Now it turns out that the Google API has a limit of a 1,000 queries per day. This means that the 1,001st query will not have the same result as the 1,000th query. The query itself has a (GASP!) side effect. It is most decidedly not idempotent. So what do you do? Call back the Hobbits and recode to use POST, or do you make the pragmatic decision to slightly bend the rules a bit?

Well, first of all, that part of 2116 that you referred to earlier in your blog (presumably you meant 9.1.1 not 9.1.2) says “SHOULD NOT”, not “MUST NOT”. The reason this is so, is because unsafe GETs won’t break the Web; web page counters demonstrated that. What will break the Web is if people who click on a URI get blamed for causing the side-effect, as 9.1.1 points out when it says “The important distinction here is that the user did not request the side-effects, so therefore cannot be held accountable for them.”. Also, it’s not a fundamental axiom, in the same way that a uniform interface is – it’s derivate (though lots of other important principles are too).

But with that said, your example is an excellent one, because clearly a counter such as the one you describe would be “blaming” the user for bumping it up by one.

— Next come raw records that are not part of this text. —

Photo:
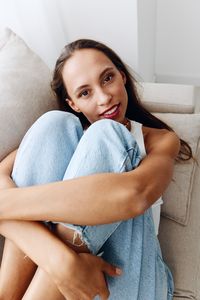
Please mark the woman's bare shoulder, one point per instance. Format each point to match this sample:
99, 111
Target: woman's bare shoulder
154, 137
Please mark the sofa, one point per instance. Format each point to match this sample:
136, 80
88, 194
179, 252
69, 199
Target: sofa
25, 95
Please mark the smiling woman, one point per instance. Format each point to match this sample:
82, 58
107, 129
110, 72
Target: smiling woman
103, 88
96, 186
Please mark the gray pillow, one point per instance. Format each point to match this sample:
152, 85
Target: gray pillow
25, 92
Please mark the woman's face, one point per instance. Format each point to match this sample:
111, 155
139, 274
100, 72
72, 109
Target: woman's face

So IMO, no, this service should not use GET, at least for those queries. It should be bootstrapped with GET though, so that you GET the HTML form, but the form results should be POSTed back.

Also, in case you were going to suggest that this somehow makes the Google API “ok” because it uses POST, it should be noted that it doesn’t use POST, it tunnels through it. A client needs to know more than just the URI, the form structure, and the POST method. It needs to know what the string “doGoogleSearch” means.

And as for RSS, I welcome any suggestions for a blogging tool/service that provides free RSS feeds and lets me edit from a browser (something that Dave Winer seems dead set against providing – or at least he was in the past).